Il est étonnant de voir à quel point l’image a changé, nous sommes certainement influencé par cela. La génération après moi n’aura vu que de l’écran numérique.
A : Par réaction, cela tend à créer une catégorie de gens différents, comme ceux qui fréquentent les salles où l’on ne montre que des films en trente--cinq millimètres. Plus l’image sera numérique plus il y aura des lieux rares, qui monteront d’autres types d’images.
Dans votre travail il y a je crois quelque chose de l’image cathodique d’un côté et de l’image numérique de l’autre : entre les Shadings, fait à partir de l’image du téléviseur et les images scannées de la série de Los Alamos.
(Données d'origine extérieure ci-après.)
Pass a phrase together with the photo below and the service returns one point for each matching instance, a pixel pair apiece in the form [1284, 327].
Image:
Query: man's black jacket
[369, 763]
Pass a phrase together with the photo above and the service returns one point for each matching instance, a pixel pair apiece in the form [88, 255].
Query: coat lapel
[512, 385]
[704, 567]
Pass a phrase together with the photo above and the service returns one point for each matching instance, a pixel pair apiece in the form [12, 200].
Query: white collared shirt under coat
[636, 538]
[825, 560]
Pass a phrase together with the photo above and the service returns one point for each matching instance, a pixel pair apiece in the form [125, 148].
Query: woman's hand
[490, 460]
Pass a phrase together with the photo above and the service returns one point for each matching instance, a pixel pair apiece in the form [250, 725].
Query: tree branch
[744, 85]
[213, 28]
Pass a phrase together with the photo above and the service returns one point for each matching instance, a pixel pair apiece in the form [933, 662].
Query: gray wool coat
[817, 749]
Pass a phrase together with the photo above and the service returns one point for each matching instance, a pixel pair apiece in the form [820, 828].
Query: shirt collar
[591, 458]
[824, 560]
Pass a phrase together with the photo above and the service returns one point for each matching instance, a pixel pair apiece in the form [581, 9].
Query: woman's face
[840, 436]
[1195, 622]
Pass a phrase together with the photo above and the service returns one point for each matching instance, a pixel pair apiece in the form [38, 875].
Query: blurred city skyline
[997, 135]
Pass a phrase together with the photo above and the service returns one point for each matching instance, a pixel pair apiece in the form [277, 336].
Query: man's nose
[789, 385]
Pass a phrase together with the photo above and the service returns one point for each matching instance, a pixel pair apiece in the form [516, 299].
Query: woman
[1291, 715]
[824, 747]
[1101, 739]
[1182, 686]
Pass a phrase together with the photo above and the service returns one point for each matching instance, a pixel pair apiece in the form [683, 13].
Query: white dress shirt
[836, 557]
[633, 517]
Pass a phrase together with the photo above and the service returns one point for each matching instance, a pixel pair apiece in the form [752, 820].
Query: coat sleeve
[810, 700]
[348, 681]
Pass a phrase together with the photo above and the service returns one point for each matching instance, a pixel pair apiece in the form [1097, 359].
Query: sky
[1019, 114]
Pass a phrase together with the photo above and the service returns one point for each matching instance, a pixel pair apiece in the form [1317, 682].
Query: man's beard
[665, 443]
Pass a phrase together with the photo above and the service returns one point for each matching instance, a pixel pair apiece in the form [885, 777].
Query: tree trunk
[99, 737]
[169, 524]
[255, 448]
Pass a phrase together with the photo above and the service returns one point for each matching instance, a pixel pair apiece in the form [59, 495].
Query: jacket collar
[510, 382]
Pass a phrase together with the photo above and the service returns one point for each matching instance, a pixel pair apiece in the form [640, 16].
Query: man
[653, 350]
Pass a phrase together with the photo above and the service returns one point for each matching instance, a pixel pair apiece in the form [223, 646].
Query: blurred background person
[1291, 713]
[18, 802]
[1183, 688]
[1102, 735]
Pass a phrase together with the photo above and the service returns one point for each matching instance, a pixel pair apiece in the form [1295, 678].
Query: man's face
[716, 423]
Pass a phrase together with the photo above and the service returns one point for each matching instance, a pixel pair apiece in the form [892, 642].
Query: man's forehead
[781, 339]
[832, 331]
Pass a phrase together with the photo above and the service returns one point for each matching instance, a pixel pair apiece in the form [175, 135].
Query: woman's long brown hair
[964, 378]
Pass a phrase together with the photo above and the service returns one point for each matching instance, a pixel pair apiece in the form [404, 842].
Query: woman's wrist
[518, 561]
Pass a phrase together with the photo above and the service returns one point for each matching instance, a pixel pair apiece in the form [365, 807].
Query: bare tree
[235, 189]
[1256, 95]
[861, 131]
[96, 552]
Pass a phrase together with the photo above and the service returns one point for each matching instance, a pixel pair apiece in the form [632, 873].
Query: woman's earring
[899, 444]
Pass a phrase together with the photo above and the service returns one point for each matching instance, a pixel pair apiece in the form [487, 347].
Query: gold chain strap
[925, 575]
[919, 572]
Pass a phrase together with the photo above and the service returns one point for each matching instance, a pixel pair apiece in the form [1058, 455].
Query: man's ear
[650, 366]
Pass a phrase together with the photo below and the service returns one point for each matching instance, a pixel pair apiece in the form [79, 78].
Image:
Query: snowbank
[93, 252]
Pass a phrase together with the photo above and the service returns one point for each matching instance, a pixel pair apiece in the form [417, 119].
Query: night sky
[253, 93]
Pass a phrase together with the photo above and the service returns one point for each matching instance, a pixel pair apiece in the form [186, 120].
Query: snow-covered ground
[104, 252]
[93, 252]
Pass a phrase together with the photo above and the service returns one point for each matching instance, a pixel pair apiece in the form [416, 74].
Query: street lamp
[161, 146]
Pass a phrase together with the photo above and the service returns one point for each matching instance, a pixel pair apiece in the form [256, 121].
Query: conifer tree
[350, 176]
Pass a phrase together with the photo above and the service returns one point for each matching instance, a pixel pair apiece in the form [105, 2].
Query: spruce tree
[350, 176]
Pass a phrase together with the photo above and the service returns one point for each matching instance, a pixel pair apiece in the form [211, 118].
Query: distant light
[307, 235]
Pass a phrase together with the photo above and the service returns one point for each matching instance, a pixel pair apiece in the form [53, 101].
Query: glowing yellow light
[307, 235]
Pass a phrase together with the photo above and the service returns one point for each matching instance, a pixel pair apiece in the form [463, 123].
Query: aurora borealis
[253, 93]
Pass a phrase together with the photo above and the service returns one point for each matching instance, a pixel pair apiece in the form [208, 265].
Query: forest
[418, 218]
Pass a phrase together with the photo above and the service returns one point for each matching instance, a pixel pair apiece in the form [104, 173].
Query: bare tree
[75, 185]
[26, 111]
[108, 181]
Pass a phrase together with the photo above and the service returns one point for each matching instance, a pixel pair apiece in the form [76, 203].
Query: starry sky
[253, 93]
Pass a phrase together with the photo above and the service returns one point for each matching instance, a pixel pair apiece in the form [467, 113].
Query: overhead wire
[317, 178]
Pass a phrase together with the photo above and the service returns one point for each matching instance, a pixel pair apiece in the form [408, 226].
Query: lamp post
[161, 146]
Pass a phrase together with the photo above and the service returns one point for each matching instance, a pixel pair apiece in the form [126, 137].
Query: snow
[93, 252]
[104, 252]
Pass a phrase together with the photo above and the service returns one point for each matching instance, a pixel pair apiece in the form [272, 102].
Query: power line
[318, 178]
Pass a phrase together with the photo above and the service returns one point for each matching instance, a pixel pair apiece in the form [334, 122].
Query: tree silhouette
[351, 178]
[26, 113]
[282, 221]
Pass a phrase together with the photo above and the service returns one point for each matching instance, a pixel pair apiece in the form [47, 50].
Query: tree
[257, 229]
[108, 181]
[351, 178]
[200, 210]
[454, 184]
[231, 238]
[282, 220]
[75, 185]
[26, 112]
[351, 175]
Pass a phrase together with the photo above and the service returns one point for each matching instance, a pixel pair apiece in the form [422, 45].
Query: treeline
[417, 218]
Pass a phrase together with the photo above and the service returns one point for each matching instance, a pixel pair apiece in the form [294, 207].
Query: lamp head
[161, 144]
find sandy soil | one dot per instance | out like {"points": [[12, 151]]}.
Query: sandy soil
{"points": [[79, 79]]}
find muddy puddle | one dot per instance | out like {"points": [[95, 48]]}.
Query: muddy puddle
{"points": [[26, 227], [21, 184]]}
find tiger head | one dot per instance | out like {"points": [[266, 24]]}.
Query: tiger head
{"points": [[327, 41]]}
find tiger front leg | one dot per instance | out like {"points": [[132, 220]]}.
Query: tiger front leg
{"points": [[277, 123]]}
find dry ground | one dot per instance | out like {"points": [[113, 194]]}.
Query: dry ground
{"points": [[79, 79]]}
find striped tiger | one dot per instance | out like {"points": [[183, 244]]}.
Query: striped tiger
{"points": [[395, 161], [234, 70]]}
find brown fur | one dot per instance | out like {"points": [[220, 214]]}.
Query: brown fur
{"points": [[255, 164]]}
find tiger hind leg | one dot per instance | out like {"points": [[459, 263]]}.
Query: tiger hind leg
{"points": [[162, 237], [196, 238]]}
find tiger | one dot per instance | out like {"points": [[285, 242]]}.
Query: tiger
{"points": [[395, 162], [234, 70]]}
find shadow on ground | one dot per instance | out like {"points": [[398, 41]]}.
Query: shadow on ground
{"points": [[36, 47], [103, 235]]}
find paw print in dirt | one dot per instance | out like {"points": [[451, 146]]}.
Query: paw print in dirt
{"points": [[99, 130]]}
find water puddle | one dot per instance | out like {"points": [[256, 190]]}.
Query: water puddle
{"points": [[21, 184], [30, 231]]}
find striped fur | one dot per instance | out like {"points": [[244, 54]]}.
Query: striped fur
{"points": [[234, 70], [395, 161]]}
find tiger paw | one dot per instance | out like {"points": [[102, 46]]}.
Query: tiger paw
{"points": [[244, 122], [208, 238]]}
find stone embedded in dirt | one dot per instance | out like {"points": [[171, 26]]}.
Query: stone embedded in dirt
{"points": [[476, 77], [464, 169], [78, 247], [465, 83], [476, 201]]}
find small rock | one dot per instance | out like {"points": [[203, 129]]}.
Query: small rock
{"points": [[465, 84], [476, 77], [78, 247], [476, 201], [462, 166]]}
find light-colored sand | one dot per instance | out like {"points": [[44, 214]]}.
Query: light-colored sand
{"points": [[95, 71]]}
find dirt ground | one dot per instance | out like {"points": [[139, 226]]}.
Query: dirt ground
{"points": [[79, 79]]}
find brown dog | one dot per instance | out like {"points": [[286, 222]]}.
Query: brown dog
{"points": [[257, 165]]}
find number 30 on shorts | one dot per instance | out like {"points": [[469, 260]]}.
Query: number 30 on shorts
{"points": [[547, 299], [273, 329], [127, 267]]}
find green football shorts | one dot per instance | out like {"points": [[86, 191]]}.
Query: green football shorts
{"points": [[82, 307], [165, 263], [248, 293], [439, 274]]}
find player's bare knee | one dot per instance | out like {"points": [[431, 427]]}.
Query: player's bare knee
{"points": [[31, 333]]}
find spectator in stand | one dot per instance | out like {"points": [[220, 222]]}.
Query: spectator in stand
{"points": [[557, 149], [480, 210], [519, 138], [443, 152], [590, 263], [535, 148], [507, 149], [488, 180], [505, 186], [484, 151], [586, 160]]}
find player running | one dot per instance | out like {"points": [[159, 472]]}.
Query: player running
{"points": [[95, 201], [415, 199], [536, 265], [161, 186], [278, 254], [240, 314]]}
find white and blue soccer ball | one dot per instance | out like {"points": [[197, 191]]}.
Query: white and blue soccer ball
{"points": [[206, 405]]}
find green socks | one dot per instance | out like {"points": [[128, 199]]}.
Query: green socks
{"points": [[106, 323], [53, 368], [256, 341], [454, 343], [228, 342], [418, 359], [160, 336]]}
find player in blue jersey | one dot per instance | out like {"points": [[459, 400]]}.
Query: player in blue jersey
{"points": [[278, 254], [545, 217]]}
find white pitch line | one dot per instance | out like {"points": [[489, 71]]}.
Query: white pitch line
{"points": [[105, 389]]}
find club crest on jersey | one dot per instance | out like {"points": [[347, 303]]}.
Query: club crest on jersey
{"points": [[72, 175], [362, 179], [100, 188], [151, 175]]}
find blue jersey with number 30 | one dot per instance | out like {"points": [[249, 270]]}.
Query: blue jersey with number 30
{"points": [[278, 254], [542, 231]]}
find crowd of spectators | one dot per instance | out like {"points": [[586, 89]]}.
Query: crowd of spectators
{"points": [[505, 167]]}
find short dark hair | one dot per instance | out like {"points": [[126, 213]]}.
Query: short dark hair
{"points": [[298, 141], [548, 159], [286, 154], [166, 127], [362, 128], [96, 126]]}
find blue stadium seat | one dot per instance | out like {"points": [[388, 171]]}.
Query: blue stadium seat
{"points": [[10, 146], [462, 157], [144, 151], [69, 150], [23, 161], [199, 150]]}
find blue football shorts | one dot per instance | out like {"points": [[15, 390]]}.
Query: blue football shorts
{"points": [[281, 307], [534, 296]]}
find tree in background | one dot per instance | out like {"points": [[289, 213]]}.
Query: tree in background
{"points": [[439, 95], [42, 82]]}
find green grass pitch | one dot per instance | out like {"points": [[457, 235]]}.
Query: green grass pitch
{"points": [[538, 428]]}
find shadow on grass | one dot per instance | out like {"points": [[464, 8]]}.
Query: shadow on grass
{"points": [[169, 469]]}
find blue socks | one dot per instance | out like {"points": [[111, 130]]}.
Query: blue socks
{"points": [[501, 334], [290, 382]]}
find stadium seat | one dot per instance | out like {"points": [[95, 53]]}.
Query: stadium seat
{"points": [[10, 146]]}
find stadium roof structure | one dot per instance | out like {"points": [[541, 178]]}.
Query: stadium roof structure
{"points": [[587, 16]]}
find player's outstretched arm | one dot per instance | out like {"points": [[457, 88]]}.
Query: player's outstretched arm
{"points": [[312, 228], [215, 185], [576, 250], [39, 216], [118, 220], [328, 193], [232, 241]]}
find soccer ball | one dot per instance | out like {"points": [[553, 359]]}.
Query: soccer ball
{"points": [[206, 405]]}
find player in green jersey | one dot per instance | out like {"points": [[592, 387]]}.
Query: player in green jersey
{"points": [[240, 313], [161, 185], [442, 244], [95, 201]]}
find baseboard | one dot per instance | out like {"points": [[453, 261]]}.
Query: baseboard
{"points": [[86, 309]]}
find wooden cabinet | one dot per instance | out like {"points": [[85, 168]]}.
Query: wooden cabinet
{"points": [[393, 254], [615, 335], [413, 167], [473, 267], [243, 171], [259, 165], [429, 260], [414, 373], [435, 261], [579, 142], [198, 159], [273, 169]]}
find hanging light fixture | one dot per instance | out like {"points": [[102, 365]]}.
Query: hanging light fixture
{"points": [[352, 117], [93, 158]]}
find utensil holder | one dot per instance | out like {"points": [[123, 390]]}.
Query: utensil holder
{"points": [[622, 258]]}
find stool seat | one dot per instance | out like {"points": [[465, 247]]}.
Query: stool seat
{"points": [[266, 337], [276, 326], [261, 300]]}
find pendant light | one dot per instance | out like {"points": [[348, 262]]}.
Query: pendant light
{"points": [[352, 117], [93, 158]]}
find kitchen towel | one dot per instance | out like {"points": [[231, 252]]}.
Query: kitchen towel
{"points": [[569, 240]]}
A : Les Shadings, Edges, Snows… la série générique des Tapes, comme celle des Switchs qui, elle, parle de la mémoire de l’image, toutes ces séries sont issues de la télévision à tube cathodique. Les Still Life - Los Alamos proviennent d’objets scannés en deux dimensions, et tentent de trouver un nouvel espace pour la nature morte, un espace de l’ordre de l’épaisseur de l’objet. Ici, même si les propos semblent différents, que nous utilisions une technologie en voie de disparition ou une technologie tournée vers l’avenir, l’important pour nous est d’interroger les systèmes de représentation.
AM : Pour livrer une anecdote, le soir du vernissage de notre première exposition personnelle au Mamco (2), face à un Switch, une dame âgée nous a dit: « C’est la télévision! ». Cela nous a bluffés car le plus souvent nos peintures de télévision, alors qu’elles parlent d’images ou de mémoire de l’image, sont perçues comme des toiles abstraites. Ce quiproquo ne nous déplaît pas.
Il y a une véritable différence entre l’image numérique et argentique…
AM : Ce que l’on appelle le piqué dans l’argentique, c’est la finesse du grain et la netteté. Dans le numérique le pixel remplace le grain, on parle encore de définition mais en termes de poids d’image. Aujourd’hui, une trop grande définition mène à une image d’autant plus plate.
(1) Série de films : Everything I Have Is Yours, 2013-2014, 6’49’’20, installation vidéo. À nous la liberté, 2014, vidéo, 2’53’’26.
(2) Exposition Alpine + Cadiz, 1997--2003, au musée d’art moderne et contemporain de Genève du 28 février au 20 avril 2003.